The international draft is going to kill baseball in the Dominican Republic, according to San Diego Padres star Fernando Tatis Jr.

Get informed before jumping to conclusions. pic.twitter.com/VA34RbC3K0

— Francisco Lindor (@Lindor12BC) March 10, 2022

MLB says it is committed to putting enough infrastructure in place to allow amateur players from Venezuela, the Dominican Republic and other nations to receive proper training, but will it be enough? It promises to make trainers a vital part of the process, but will they be rewarded in the same way? None of the people in the industry have solid answers to the questions posed on Wednesday. Several players believe that an international draft should wait a few more years.

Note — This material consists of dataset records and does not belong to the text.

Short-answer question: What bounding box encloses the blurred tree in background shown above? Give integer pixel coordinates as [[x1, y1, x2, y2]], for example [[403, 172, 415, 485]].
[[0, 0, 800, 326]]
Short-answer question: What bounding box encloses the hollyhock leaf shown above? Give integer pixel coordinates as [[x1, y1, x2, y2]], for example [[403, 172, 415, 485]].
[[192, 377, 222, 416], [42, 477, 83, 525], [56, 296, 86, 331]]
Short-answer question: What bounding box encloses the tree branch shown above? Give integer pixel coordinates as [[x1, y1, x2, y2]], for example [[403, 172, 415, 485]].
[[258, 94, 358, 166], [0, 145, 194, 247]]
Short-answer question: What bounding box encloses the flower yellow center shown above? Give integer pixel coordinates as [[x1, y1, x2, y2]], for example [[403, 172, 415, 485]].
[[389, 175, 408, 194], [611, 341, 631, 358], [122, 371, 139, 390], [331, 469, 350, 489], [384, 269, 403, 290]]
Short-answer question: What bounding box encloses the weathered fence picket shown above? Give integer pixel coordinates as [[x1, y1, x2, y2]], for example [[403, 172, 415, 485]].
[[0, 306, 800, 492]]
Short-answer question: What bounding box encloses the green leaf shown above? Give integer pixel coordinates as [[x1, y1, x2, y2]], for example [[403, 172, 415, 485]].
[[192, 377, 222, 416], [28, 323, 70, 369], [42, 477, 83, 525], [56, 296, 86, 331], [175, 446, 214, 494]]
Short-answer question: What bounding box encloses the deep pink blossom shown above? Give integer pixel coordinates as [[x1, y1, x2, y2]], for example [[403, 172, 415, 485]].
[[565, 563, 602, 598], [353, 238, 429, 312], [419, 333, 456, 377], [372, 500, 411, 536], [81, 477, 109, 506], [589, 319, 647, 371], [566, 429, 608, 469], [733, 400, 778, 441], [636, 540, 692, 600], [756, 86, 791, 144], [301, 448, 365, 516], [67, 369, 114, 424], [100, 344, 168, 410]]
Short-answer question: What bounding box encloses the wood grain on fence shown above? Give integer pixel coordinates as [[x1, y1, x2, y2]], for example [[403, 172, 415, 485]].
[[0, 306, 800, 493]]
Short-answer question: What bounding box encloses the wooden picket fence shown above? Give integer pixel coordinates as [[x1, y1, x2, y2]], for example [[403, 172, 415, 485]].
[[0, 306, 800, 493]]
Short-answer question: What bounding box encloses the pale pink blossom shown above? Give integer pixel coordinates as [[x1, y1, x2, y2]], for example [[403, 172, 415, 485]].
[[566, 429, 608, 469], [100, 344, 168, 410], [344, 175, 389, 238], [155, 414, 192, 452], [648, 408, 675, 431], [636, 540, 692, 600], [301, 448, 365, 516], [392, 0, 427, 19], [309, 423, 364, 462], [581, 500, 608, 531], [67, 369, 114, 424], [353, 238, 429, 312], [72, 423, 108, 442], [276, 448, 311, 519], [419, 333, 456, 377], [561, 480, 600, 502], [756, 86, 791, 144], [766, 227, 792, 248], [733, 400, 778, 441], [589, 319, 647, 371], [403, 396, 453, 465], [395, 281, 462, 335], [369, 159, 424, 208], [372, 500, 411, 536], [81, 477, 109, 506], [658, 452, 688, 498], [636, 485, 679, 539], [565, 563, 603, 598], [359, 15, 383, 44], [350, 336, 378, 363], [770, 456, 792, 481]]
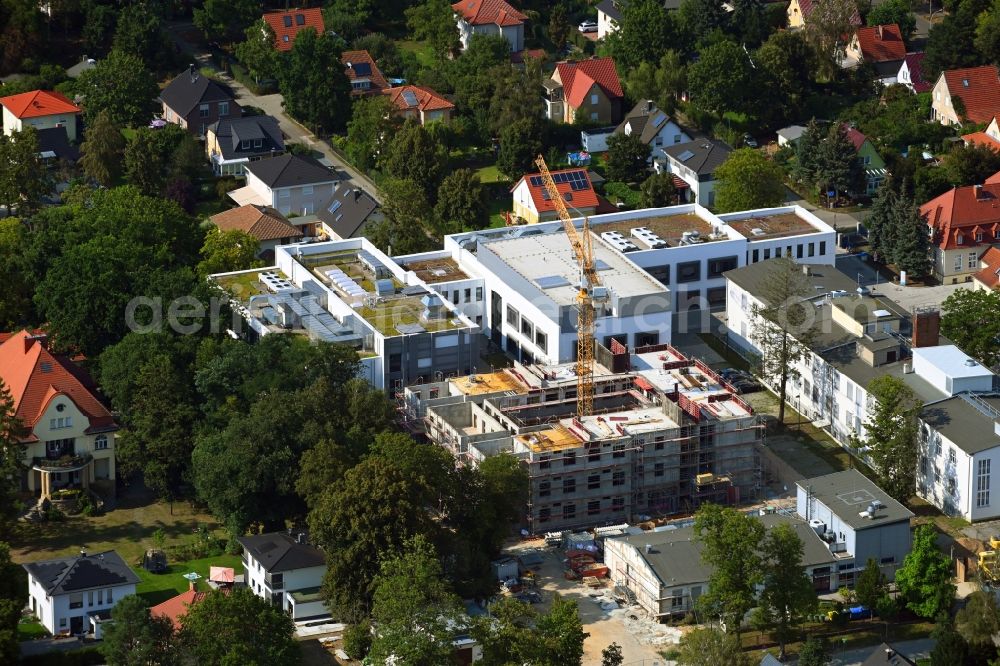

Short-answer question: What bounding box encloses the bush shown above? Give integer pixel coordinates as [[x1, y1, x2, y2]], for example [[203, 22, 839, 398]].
[[20, 647, 106, 666], [344, 622, 372, 661]]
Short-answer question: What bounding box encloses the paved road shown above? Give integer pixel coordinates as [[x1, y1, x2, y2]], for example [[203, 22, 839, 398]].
[[169, 23, 382, 202]]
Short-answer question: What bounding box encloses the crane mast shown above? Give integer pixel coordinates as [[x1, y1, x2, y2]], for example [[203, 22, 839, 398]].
[[535, 155, 601, 416]]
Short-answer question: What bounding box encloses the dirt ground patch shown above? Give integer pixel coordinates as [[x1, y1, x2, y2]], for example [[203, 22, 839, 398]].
[[507, 541, 680, 666]]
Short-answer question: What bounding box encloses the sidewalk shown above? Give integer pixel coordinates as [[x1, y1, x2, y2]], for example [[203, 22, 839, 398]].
[[169, 22, 382, 203]]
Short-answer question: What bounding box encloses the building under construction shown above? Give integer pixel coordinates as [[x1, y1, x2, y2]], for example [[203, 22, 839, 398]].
[[401, 343, 764, 534]]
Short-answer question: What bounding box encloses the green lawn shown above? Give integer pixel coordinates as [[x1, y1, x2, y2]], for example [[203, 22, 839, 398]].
[[476, 164, 505, 183], [11, 493, 226, 565], [396, 40, 437, 67], [135, 555, 243, 606], [17, 619, 49, 641]]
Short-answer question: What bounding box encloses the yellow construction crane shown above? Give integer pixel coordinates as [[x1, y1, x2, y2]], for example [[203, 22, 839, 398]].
[[535, 155, 607, 416]]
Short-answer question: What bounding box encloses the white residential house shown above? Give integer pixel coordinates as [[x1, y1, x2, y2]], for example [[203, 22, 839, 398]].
[[0, 330, 118, 501], [229, 155, 338, 217], [21, 550, 139, 639], [726, 262, 993, 459], [917, 392, 1000, 522], [451, 0, 528, 53], [239, 530, 330, 620]]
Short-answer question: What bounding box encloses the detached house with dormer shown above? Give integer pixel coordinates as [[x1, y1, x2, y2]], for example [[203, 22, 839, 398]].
[[451, 0, 528, 53], [21, 550, 139, 640], [542, 58, 625, 125], [229, 155, 337, 216], [264, 7, 326, 51], [340, 51, 389, 97], [931, 65, 1000, 125], [842, 23, 906, 86], [205, 116, 285, 176], [0, 331, 118, 499], [920, 181, 1000, 284], [160, 65, 243, 137], [0, 90, 80, 141]]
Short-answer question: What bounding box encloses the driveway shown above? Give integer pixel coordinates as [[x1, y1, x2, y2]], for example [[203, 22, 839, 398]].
[[837, 254, 972, 312], [168, 22, 382, 203]]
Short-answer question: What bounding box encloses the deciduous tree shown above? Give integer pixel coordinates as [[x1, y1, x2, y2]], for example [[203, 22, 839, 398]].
[[941, 289, 1000, 368], [0, 125, 51, 216], [750, 257, 817, 423], [369, 535, 461, 664], [865, 0, 917, 42], [80, 110, 125, 187], [180, 587, 300, 664], [896, 524, 955, 618], [198, 227, 264, 275], [101, 594, 177, 666], [688, 39, 761, 115], [434, 169, 490, 235], [236, 19, 280, 83], [639, 172, 677, 208], [194, 0, 260, 43], [278, 29, 351, 133], [750, 518, 817, 661], [383, 120, 448, 202], [607, 132, 649, 183], [497, 118, 543, 180], [406, 0, 462, 62], [694, 504, 764, 636], [77, 50, 159, 127], [851, 375, 920, 500], [715, 148, 785, 213], [605, 0, 678, 72]]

The agent said that he supports the international draft because of the rampant steroid use in children. I want them to do well. Players have to be involved in the process. It can't become a last-minute issue when it's so delicate. People don't understand how things work in the DR.

What happens next

MLB presented the MLBPA with three options around a Nov. 15 deadline to decide on the international draft and how it would affect the qualifying offer system. The counter was not submitted before 6 p.m. The cancellation of another week of games was caused by the deadline.

The two sides agreed to a July 25 deadline for the union to decide if it wants an international draft. The draft-pick compensation would be removed if the players sign off on one. The status quo would return if those two issues are not addressed.

The next four months will be spent debating the merits of a complicated system. If MLB waited until 2024, it would give them more time to put the proper infrastructure in place, but others have suggested the possibility of moving the international draft even further back, to 2025 or 2026, to give places like the Dominican Republic and Venezuela more time to prepare for what would be a

There is only one Latin American team representative and one in the eight-person executive subcommittee, which is a concern for many.

One Latin American player urged to include them in the process. Don't dismiss what we think.